Schwäbische Zeitung (Ravensburg / Weingarten)
Wehrpflicht kein Heilmittel
Vorstoß zur Wiedereinführung findet wenig Gehör
BERLIN (sal) - Die Wehrpflicht als Gegenmittel zu rechtsextremen Umtrieben bei der Bundeswehr? Nach Bekanntwerden der Vorfälle um Franco A. kam in Berlin ganz schnell die Frage auf, ob eine Wiedereinführung der Wehrpflicht solche Vorfälle nicht verhindern könnte. Der CDUAbgeordnete Patrick Sensburg hatte diese Forderung erhoben und wurde von Lorenz Caffier (CDU), dem Innenminister MecklenburgVorpommerns, unterstützt. Doch Kanzlerin Angela Merkel zog sehr schnell die Reißleine. „Das, was die Bundeswehr braucht, ist Berechenbarkeit in ihrer Entwicklung.“Seitdem herrscht Ruhe. „Die Diskussion ist mit der Klarstellung der Kanzlerin beendet“, sagt CDUVize Thomas Strobl. Der CDU-Bundestagsabgeordnete Roderich Kiesewetter hält die Forderung nach einer Wiedereinführung der Wehrpflicht für ein „falsches Signal zur falschen Zeit“. Das bediene konservative Träume, doch die Diskussion sei vorbei. Im Übrigen gebe es auch in einer Wehrpflichtarmee rechtsradikale Ausschreitungen. Kiesewetter meint: „Unser Land zeichnet sich durch eine Freiwilligenkultur aus.“Eine Ausweitung des sozialen Jahres und des Freiwilligendienstes von heute 148 000 Stellen auf 400 000 sei ein weit besseres Signal.
Patrick Sensburg hatte dagegen beklagt, dass die Streitkräfte keinen Querschnitt der Gesellschaft mehr abbildeten und dadurch das Immunsystem gegen Rechts- und Linksextremismus geschwächt sei.
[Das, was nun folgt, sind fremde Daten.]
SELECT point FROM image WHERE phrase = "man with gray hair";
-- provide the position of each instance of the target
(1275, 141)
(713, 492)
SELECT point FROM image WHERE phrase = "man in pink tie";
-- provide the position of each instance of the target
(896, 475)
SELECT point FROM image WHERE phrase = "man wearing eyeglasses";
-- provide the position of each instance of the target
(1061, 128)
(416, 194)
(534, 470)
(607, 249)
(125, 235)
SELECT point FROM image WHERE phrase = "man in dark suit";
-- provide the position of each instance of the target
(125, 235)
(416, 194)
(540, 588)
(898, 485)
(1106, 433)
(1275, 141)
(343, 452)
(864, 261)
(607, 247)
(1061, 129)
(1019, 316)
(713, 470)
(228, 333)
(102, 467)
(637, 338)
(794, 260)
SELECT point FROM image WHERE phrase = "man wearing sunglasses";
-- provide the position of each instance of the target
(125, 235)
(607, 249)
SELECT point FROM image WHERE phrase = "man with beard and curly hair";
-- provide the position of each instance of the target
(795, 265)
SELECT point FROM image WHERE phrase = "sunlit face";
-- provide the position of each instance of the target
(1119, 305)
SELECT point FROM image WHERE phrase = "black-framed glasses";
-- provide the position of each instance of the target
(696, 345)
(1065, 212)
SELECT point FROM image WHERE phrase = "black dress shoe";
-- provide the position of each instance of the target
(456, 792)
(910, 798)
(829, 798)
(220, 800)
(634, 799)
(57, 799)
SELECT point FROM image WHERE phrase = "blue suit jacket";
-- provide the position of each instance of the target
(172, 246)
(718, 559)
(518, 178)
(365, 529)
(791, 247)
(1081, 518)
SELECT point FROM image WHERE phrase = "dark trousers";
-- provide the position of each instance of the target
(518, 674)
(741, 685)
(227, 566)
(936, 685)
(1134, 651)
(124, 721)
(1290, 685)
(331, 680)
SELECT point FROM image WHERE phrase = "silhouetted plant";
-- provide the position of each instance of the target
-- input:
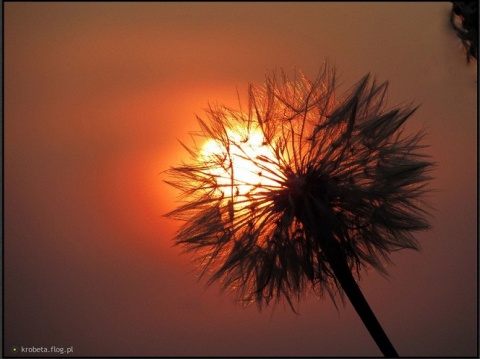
(332, 185)
(467, 31)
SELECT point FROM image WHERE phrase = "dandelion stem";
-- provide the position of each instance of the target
(344, 275)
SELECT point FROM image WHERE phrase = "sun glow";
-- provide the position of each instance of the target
(245, 168)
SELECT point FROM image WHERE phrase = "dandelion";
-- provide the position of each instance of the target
(300, 191)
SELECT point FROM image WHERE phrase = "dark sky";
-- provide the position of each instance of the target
(96, 96)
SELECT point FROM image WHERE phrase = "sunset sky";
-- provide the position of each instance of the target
(96, 97)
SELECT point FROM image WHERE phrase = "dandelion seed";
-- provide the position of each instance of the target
(328, 187)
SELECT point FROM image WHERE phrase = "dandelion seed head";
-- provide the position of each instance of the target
(270, 185)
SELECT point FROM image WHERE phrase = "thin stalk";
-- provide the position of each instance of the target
(344, 276)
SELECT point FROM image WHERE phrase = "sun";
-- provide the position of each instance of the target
(245, 169)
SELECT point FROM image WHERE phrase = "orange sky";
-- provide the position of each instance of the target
(96, 96)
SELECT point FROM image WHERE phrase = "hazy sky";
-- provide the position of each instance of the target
(96, 96)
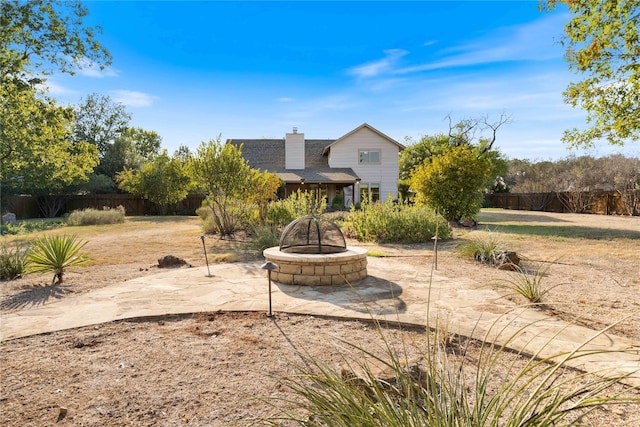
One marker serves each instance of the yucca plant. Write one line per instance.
(528, 283)
(12, 262)
(54, 254)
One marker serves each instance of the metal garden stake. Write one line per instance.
(205, 253)
(269, 266)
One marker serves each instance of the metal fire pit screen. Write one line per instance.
(311, 235)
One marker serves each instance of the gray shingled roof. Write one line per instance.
(269, 154)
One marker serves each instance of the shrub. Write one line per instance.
(395, 222)
(54, 254)
(528, 283)
(301, 203)
(448, 389)
(265, 237)
(236, 215)
(92, 216)
(12, 262)
(485, 248)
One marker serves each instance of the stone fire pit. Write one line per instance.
(313, 252)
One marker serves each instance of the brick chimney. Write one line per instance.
(294, 150)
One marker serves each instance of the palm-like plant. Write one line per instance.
(54, 254)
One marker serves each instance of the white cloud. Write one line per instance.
(57, 89)
(90, 69)
(533, 41)
(384, 65)
(132, 98)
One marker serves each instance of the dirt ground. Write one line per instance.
(225, 369)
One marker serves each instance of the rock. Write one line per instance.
(507, 261)
(9, 218)
(170, 261)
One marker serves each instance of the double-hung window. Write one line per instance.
(369, 192)
(369, 157)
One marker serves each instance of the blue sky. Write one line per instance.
(193, 70)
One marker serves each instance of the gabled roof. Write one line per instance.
(362, 126)
(269, 154)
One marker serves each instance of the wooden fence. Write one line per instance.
(604, 203)
(28, 207)
(600, 202)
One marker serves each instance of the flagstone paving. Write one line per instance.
(393, 291)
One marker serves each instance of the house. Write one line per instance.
(361, 164)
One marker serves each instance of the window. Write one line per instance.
(370, 192)
(369, 157)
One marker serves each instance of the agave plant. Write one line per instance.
(54, 254)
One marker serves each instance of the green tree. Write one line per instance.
(602, 39)
(162, 180)
(264, 189)
(129, 151)
(453, 183)
(478, 133)
(38, 37)
(100, 121)
(220, 171)
(37, 153)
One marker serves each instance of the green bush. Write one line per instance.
(236, 215)
(54, 254)
(301, 203)
(12, 262)
(528, 283)
(485, 248)
(265, 236)
(394, 222)
(338, 202)
(92, 216)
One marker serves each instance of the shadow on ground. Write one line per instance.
(373, 295)
(32, 296)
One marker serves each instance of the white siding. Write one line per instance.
(294, 151)
(344, 154)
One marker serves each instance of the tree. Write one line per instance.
(100, 121)
(36, 38)
(453, 182)
(162, 180)
(603, 44)
(37, 153)
(471, 133)
(264, 189)
(231, 186)
(40, 36)
(129, 151)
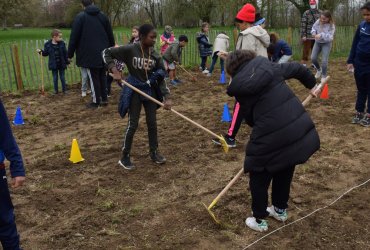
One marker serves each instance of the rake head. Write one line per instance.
(223, 143)
(212, 214)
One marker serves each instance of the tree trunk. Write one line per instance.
(4, 23)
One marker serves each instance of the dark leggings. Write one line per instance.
(236, 122)
(259, 183)
(9, 237)
(363, 92)
(203, 62)
(62, 79)
(133, 122)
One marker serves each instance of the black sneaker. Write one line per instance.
(92, 105)
(125, 162)
(357, 118)
(365, 121)
(157, 157)
(231, 143)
Das rot-grün regierte Schweden hat gerade nach sieben Jahren Aussetzen beschlossen, zur allgemeinen Wehrpflicht zurückzukehren. In Deutschland hatte der damalige Verteidigungsminister zu Guttenberg (CSU) vor sieben Jahren die allgemeine Wehrpflicht ausgesetzt. Der Grund: Er musste sparen. Innerhalb kürzester Zeit führte er eine der radikalsten Bundeswehrreformen durch und schaffte es, das jahrelange Credo der beiden Volksparteien, dass die allgemeine Wehrpflicht nicht zur Verfügung steht, zu kippen.
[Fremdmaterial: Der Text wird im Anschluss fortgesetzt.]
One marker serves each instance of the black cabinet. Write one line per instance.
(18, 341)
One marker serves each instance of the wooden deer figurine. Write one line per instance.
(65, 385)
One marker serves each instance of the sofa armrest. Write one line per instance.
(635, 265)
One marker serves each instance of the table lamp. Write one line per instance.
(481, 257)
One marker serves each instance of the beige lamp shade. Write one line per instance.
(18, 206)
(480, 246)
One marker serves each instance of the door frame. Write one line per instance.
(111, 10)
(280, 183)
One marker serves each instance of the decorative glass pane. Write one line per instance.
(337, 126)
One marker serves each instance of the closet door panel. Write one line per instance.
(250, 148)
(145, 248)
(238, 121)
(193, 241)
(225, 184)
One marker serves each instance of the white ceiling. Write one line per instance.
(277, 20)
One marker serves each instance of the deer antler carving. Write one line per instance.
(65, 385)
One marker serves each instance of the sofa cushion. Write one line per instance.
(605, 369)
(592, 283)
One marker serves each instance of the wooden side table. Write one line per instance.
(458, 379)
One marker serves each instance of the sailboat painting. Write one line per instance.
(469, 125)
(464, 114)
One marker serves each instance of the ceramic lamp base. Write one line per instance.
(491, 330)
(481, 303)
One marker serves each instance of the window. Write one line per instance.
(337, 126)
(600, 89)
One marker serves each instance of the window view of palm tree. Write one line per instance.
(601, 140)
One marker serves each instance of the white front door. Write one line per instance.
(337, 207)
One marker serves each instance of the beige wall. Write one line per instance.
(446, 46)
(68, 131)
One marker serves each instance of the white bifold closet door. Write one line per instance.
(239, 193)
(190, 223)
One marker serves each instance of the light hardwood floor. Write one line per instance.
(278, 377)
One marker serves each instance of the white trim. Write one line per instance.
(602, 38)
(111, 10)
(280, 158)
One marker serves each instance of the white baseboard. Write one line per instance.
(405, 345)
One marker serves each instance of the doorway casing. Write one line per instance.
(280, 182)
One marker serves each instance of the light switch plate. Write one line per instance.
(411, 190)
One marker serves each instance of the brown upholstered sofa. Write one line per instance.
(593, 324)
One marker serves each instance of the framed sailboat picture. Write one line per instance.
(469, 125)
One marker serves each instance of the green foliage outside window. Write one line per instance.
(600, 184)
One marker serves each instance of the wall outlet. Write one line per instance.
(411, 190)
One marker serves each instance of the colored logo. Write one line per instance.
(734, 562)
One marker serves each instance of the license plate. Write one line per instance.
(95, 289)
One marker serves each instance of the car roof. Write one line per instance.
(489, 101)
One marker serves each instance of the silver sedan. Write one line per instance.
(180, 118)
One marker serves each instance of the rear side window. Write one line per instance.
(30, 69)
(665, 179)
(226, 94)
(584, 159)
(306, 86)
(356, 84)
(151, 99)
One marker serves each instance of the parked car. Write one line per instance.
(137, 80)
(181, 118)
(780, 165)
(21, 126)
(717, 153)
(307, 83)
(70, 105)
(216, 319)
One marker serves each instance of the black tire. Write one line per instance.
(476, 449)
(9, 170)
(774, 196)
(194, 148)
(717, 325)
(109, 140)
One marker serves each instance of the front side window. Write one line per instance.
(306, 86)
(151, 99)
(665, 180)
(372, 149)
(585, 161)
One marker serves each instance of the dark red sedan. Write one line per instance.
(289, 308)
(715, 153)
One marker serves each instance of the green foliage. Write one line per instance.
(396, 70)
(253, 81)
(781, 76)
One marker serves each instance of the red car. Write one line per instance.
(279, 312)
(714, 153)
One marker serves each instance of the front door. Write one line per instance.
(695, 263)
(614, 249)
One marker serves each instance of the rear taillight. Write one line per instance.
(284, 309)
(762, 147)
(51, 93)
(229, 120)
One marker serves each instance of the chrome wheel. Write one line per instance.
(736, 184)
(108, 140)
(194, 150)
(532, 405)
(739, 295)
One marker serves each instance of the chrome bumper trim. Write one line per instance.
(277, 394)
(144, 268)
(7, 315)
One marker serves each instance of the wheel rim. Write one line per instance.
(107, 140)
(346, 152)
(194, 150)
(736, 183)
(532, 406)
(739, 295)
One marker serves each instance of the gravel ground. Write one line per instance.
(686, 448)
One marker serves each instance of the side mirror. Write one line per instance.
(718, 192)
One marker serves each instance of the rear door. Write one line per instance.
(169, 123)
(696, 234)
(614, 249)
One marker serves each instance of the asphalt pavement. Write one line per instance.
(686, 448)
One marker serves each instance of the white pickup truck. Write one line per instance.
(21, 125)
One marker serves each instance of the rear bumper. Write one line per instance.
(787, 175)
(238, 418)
Die Vorbehalte sind groß. Die Bundeswehr müsste wieder komplett umplanen, geschlossene Kreiswehrersatzämter und Kasernen wieder öffnen. Jungen Männern um die 18 hätten von heute auf morgen wieder eine andere Planung, populär wäre dieser Schritt in der Öffentlichkeit bestimmt nicht.
Alle Parteien außer der AfD lehnen die Wiedereinführung der Wehrpflicht ab. Dass der Bürger in Unifom ein Frühwarnsystem gegen Extremismus sei, gehe am aktuellen Fall vorbei, meinen die Linken. Schließlich sei dem MAD und den Vorgesetzten die völkische Gesinnung von Franco A. bekannt gewesen. Der baden-württembergische Innenminister Thomas Strobl erinnerte überdies daran, dass Franco A. in die Bundeswehr eingetreten sei, als es die Wehrpflicht noch gab.